La prioridad del gobierno kirchnerista consiste en minimizar el peligro planteado por la droga e insistir en que carecen de fundamento todos los rumores que lo vinculan con el crimen organizado. Desde que estalló el escándalo de la tonelada de cocaína, sus integrantes mantienen cruzados los dedos y rezan para que los españoles digan que la tripulación del avión de la empresa Medical Jet –los hermanos Gustavo y Eduardo Juliá y su compinche Matías Miret– cargó la mercancía en Cabo Verde, no en Ezeiza ni en la base aérea de Morón. De ser así, se dice, en esta oportunidad la Argentina ni siquiera habrá sido el “país de tránsito” de la droga, pero a esta altura los detalles de dicho tipo no impresionarían demasiado a los convencidos de que aquí los narcotraficantes pueden hacer cuanto se les antoja con virtual impunidad, confiados en que nadie los molestará.
No sólo se tratará de la eventual complicidad de los funcionarios responsables de controlar los movimientos de los aviones e inspeccionarlos regularmente para averiguar lo que transportan, sino también de la desidia propia de un Estado al servicio de un Gobierno cuyos miembros están tan obsesionados con la politiquería cotidiana –las internas rutinarias, la evolución de su imagen, y así por el estilo– que no sienten ningún interés por las aburridas tareas administrativas.
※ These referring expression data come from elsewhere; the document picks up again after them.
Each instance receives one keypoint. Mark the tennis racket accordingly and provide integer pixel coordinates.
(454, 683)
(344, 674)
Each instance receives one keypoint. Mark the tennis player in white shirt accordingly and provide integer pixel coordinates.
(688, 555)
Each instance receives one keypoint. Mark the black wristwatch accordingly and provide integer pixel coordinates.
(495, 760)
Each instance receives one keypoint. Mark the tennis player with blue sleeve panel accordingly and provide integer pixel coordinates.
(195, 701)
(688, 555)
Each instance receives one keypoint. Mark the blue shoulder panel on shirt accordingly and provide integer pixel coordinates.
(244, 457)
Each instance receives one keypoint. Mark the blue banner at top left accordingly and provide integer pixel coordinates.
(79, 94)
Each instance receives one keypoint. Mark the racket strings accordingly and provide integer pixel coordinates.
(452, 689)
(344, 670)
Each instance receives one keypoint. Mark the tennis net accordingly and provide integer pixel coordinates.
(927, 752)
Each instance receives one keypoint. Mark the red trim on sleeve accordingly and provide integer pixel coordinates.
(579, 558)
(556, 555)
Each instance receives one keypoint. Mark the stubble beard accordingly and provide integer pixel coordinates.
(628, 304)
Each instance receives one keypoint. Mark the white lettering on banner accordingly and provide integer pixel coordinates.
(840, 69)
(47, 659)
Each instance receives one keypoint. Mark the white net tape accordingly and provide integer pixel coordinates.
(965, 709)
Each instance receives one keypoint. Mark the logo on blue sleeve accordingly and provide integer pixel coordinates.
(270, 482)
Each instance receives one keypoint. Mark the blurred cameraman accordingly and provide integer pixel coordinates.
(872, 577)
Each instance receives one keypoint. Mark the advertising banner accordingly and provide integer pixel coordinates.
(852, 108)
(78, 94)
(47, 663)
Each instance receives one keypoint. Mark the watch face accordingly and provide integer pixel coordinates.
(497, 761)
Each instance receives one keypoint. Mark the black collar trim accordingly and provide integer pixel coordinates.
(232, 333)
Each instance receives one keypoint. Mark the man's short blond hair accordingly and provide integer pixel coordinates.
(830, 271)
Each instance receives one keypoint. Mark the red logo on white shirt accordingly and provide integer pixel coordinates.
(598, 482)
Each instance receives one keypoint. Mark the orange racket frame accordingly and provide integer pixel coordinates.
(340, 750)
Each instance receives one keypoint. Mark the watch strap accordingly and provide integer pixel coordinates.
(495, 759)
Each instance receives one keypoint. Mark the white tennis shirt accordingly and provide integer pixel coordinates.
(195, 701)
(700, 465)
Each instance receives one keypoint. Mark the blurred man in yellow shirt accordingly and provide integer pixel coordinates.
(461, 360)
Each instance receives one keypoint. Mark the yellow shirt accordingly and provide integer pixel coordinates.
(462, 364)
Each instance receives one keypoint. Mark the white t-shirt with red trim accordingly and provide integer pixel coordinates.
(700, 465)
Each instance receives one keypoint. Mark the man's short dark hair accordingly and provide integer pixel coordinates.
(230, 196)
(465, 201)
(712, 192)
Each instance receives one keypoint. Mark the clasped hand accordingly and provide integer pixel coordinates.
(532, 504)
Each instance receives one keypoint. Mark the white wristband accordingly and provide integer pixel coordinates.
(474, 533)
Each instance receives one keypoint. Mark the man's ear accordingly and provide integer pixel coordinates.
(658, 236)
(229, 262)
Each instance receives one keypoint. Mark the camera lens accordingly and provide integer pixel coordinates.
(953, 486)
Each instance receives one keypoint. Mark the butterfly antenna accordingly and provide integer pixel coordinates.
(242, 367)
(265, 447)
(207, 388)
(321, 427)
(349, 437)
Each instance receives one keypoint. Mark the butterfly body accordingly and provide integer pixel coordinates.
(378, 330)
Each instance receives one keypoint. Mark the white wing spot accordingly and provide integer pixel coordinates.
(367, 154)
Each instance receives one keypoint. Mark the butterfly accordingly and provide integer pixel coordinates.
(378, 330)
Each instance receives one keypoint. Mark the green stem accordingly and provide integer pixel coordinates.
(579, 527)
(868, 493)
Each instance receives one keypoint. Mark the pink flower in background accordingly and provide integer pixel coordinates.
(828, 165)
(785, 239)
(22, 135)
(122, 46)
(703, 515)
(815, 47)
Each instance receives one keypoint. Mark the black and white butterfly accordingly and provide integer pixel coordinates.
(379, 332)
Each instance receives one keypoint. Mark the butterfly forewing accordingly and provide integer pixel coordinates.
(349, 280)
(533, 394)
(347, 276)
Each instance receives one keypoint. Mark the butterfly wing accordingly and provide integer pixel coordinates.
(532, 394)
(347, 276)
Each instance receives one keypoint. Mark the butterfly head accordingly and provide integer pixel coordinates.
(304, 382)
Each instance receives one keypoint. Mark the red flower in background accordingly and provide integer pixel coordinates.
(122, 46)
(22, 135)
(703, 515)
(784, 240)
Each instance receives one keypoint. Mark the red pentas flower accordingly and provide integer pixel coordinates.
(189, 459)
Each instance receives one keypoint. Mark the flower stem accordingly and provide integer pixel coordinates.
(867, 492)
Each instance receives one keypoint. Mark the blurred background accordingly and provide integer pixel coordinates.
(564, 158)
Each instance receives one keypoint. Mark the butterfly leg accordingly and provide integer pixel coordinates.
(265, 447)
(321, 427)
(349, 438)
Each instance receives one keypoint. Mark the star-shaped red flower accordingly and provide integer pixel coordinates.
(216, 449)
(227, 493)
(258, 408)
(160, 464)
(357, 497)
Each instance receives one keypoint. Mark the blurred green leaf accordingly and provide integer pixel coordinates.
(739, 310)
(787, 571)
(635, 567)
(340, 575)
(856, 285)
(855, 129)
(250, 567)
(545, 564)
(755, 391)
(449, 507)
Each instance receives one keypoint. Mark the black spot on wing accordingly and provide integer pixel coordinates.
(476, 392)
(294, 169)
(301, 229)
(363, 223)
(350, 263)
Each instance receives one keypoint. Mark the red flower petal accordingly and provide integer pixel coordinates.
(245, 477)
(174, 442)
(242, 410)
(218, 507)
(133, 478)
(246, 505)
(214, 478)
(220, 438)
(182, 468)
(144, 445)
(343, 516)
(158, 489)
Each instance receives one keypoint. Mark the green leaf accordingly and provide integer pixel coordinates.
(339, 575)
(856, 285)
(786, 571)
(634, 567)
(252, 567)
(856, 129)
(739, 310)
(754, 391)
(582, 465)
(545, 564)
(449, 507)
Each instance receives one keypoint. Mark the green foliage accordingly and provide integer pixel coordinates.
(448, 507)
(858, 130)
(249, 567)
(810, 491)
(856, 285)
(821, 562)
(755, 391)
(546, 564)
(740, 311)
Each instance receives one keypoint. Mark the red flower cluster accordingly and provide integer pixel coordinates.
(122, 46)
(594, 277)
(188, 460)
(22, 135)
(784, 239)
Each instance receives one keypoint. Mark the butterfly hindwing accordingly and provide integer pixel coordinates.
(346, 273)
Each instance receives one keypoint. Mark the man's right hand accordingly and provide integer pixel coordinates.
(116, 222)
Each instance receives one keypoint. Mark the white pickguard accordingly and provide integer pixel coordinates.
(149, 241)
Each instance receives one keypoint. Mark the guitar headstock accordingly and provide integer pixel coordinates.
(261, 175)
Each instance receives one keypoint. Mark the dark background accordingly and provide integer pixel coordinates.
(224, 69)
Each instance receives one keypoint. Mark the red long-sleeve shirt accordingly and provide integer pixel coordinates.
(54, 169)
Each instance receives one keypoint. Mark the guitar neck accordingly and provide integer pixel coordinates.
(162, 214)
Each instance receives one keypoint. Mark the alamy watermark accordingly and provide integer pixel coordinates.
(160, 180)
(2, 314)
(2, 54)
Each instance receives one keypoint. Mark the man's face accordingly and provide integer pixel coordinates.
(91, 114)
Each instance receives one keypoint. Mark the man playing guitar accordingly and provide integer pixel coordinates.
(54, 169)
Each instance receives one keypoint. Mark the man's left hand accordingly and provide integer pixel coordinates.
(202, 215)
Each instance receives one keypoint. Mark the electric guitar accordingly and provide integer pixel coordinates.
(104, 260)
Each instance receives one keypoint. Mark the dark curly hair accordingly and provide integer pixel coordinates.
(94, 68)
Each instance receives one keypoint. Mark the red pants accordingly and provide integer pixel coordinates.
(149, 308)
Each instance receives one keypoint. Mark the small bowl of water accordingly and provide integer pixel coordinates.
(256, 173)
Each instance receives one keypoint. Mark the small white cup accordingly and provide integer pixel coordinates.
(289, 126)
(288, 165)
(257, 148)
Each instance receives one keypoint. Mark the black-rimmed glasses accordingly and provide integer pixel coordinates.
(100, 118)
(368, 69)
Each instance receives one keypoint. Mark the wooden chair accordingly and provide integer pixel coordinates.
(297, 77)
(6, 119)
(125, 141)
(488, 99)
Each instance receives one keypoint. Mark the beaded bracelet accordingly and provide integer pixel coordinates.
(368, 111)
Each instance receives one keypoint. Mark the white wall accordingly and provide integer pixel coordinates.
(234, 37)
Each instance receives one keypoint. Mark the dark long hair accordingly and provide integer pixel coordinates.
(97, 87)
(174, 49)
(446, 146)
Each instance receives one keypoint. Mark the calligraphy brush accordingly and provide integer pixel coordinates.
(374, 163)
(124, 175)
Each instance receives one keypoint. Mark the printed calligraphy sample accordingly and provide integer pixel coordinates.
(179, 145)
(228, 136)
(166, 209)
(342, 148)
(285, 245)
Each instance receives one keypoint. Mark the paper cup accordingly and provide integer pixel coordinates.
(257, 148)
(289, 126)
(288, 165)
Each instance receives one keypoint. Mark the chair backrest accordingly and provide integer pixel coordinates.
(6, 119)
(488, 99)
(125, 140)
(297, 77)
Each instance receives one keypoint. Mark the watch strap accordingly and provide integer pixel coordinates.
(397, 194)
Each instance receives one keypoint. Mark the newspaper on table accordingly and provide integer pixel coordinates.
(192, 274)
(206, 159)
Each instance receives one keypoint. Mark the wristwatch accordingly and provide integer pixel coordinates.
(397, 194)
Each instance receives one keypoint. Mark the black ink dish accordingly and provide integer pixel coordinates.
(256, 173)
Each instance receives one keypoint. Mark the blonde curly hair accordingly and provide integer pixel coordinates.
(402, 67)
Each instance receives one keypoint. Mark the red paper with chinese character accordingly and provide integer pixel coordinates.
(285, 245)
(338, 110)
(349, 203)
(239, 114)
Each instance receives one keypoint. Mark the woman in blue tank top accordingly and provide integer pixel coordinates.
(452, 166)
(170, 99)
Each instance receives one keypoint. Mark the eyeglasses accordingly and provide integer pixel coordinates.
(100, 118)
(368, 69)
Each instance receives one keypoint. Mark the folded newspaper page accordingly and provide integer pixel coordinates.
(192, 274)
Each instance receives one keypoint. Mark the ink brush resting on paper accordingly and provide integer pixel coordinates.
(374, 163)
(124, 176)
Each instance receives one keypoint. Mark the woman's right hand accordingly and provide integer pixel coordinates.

Es penosamente evidente que las autoridades españolas no confían del todo en sus homólogas argentinas; seguirán investigando sin prestar atención a las declaraciones esperanzadas de funcionarios como el ministro del Interior, Florencio Randazzo, quien insiste en que la tonelada de cocaína procedió de Cabo Verde, donde hizo escala el avión de Medical Jet. Asimismo, los encargados de la investigación local se han concentrado en interrogar a empleados de la Aduana, la Policía de Seguridad Aeroportuaria y Migraciones, y así han dado a entender que sospechan que no se dieron el trabajo de revisar debidamente el avión, a pesar de que desde hacía tiempo los Juliá y Miret hayan estado en la mira de organismos internacionales antidroga. ¿Complicidad? ¿Negligencia? ¿No falló nada? Puede que nunca sepamos la respuesta a tales preguntas; cuando hay intereses políticos en juego, los tiempos de la Justicia pueden ser maravillosamente elásticos.
* PERIODISTA y analista político, ex director de “The Buenos Aires Herald”.